O Plano Nacional de Mineração 2050, apresentado pelo governo Luiz Inácio Lula da Silva (PT), projeta que o Brasil se tornará um dos maiores produtores de minerais críticos e terras raras nas próximas décadas. A estimativa, porém, baseia-se em dados internacionais que foram revisados para baixo e não contam com pesquisas específicas realizadas no país.
Notas dos ministérios de Minas e Energia e da Ciência, Tecnologia e Inovação citam reservas brasileiras de 21 milhões de toneladas métricas de terras raras, número atribuído ao Serviço Geológico dos Estados Unidos (USGS). Em 2026, o próprio USGS reduziu essa estimativa para 11 milhões de toneladas. Já o Sumário Mineral 2025 da Agência Nacional de Mineração (ANM) aponta 11,4 milhões de toneladas, correspondentes a 13,9% das reservas globais.
Apesar dos números, a produção nacional continua ínfima. Em 2024, o Brasil produziu apenas 20 toneladas de terras raras, enquanto a produção mundial alcançou 390 mil toneladas, segundo levantamento do Ipea com dados da ANM.
Especialistas questionam base dos números
Para o geólogo e consultor John Forman, ex-diretor da Agência Nacional do Petróleo (ANP), o principal entrave não é a ausência de recursos, mas a falta de informações confiáveis sobre o subsolo. “Podemos ter muito mais riqueza mineral do que conhecemos, mas não sabemos onde está nem se é economicamente viável”, afirmou.

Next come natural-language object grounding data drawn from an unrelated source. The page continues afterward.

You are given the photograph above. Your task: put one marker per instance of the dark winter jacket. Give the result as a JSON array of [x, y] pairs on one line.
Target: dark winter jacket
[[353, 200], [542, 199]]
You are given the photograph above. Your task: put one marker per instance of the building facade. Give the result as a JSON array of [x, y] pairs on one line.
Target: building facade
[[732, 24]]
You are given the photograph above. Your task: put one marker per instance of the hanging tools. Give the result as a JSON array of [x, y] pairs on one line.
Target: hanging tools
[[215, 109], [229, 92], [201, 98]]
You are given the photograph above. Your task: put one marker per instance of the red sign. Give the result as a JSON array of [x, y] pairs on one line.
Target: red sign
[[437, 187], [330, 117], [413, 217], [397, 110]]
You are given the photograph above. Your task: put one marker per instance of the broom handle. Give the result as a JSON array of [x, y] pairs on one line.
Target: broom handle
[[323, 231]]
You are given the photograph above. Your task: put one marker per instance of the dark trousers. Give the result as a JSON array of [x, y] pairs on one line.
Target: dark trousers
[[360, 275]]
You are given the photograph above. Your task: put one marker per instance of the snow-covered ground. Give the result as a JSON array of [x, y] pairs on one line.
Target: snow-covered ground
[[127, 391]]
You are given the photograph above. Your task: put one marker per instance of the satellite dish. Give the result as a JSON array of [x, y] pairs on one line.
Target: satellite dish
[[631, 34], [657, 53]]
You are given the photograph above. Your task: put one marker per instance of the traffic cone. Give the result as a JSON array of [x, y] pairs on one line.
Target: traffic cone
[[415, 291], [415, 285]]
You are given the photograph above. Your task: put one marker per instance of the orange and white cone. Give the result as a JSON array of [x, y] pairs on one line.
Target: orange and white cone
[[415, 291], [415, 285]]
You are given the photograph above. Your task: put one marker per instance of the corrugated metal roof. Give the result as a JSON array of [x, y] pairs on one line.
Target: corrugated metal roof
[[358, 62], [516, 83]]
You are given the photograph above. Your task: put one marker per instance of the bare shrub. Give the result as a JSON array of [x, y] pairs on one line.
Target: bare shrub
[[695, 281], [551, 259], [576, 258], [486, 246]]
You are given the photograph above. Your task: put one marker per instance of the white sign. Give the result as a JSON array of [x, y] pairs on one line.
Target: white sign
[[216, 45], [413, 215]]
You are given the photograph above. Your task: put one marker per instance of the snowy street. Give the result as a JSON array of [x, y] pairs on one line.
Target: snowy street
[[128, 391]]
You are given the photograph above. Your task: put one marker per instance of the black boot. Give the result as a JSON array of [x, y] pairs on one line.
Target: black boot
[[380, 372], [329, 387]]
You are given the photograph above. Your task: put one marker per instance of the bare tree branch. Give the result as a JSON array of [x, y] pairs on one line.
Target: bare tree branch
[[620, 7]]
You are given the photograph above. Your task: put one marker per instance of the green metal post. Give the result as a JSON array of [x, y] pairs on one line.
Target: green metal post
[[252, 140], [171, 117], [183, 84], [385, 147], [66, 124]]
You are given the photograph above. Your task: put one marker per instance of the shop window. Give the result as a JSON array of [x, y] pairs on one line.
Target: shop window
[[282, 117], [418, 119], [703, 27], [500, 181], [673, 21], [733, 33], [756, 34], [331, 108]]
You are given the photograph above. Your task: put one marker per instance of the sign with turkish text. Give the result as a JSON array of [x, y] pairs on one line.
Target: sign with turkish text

Forman classifica as metas do plano como “wishful thinking”. Ele lembra que parte das estimativas atuais deriva de estudos dos anos 1950 focados em tório, então visto como combustível promissor para reatores nucleares. Presume-se que, onde há tório, existam terras raras, mas essa relação nunca foi completamente comprovada.
O especialista também distingue recursos de reservas. Recursos indicam apenas a possibilidade geológica de ocorrência; reservas exigem comprovação de volume, teor e viabilidade econômica. “O Brasil praticamente não possui reservas medidas de terras raras. O que temos são recursos que ainda precisam ser pesquisados”, disse.
Objetivos do governo
O plano prevê elevar a participação da mineração no Produto Interno Bruto de 3,3% para 4,8% até 2050 e criar 800 mil novos empregos, totalizando 2,8 milhões de postos. Na reunião do Conselho Nacional de Política Mineral, em 2 de julho, o ministro de Minas e Energia, Alexandre Silveira, afirmou que a estratégia reforça a soberania brasileira num “cenário internacional cada vez mais competitivo”.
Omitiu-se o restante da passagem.